Надо объяснять простые вещи. Куда смотреть. Хочешь пообщаться — подойди. Не кричи. Холодильник есть, если хочешь есть. Человек с аутизмом может уметь вычислять, или не уметь вычислять, или знать какие-то там данные о физическом мире, математике, компьютерах, но при этом банально не уметь обратиться. То есть он не знает как.

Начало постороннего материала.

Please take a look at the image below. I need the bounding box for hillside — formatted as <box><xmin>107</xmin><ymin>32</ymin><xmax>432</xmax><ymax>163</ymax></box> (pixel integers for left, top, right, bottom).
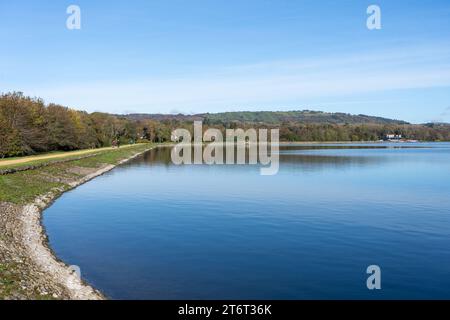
<box><xmin>125</xmin><ymin>110</ymin><xmax>408</xmax><ymax>125</ymax></box>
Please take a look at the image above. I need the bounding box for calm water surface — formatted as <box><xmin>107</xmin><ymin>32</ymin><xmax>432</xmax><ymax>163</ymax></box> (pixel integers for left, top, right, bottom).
<box><xmin>44</xmin><ymin>143</ymin><xmax>450</xmax><ymax>299</ymax></box>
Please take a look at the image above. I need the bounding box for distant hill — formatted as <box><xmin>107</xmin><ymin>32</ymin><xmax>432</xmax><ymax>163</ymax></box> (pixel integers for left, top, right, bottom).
<box><xmin>125</xmin><ymin>110</ymin><xmax>409</xmax><ymax>125</ymax></box>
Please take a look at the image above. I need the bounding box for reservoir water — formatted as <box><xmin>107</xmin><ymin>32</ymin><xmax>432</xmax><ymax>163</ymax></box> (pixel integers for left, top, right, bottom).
<box><xmin>43</xmin><ymin>143</ymin><xmax>450</xmax><ymax>299</ymax></box>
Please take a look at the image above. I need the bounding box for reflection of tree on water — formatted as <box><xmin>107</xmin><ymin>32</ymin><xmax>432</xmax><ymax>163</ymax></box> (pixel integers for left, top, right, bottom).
<box><xmin>123</xmin><ymin>146</ymin><xmax>386</xmax><ymax>171</ymax></box>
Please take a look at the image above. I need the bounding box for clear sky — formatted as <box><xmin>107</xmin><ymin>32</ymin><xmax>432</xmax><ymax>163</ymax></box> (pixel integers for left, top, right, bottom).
<box><xmin>0</xmin><ymin>0</ymin><xmax>450</xmax><ymax>123</ymax></box>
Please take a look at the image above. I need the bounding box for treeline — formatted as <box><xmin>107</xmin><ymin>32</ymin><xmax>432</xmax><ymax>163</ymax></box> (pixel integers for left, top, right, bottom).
<box><xmin>0</xmin><ymin>92</ymin><xmax>171</xmax><ymax>157</ymax></box>
<box><xmin>0</xmin><ymin>93</ymin><xmax>450</xmax><ymax>157</ymax></box>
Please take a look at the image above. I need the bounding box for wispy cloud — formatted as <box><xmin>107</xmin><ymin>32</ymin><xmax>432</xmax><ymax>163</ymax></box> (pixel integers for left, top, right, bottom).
<box><xmin>11</xmin><ymin>44</ymin><xmax>450</xmax><ymax>113</ymax></box>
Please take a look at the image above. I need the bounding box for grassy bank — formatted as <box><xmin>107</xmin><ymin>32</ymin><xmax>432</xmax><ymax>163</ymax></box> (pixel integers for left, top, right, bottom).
<box><xmin>0</xmin><ymin>144</ymin><xmax>153</xmax><ymax>300</ymax></box>
<box><xmin>0</xmin><ymin>144</ymin><xmax>151</xmax><ymax>204</ymax></box>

На сегодняшний день существуют разные программы помощи. Лучше начинать достаточно рано, но никогда не поздно. У нас есть ребята, которых мы встречали впервые в 20–30 лет, которые никогда не пользовались речью. Они начинают говорить, когда учишь их общаться. Иногда это карточки, какие-то картинки, специальные устройства. И это удивительная совершенно штука. Вот сейчас, конечно, гигантский прорыв с этими планшетами. Если раньше все эти речевые синтезаторы были дорогими, трудно программировались, имели жесткие кнопки с фиксированной функциональностью, то теперь — планшет!
В широкой перспективе мы будем использовать очень много инструментальных методов диагностики, они будут направлены на как можно более раннюю постановку диагноза. Тогда мы сможем начать программу интенсивного поведенческого вмешательства намного раньше. И будем получать гораздо более весомые результаты.
Мы больше и больше будем вовлекать семьи, потому что семьи, особенно семьи маленьких детей, — это люди, которые проводят с ребенком больше всего времени. И изменение стратегии общения с ребенком приводит к прекрасным результатам. Семья — это значительная часть социальной жизни. А поскольку мы вмешиваемся через социальное окружение ребенка, то, не вовлекая семью, добиться результатов очень сложно.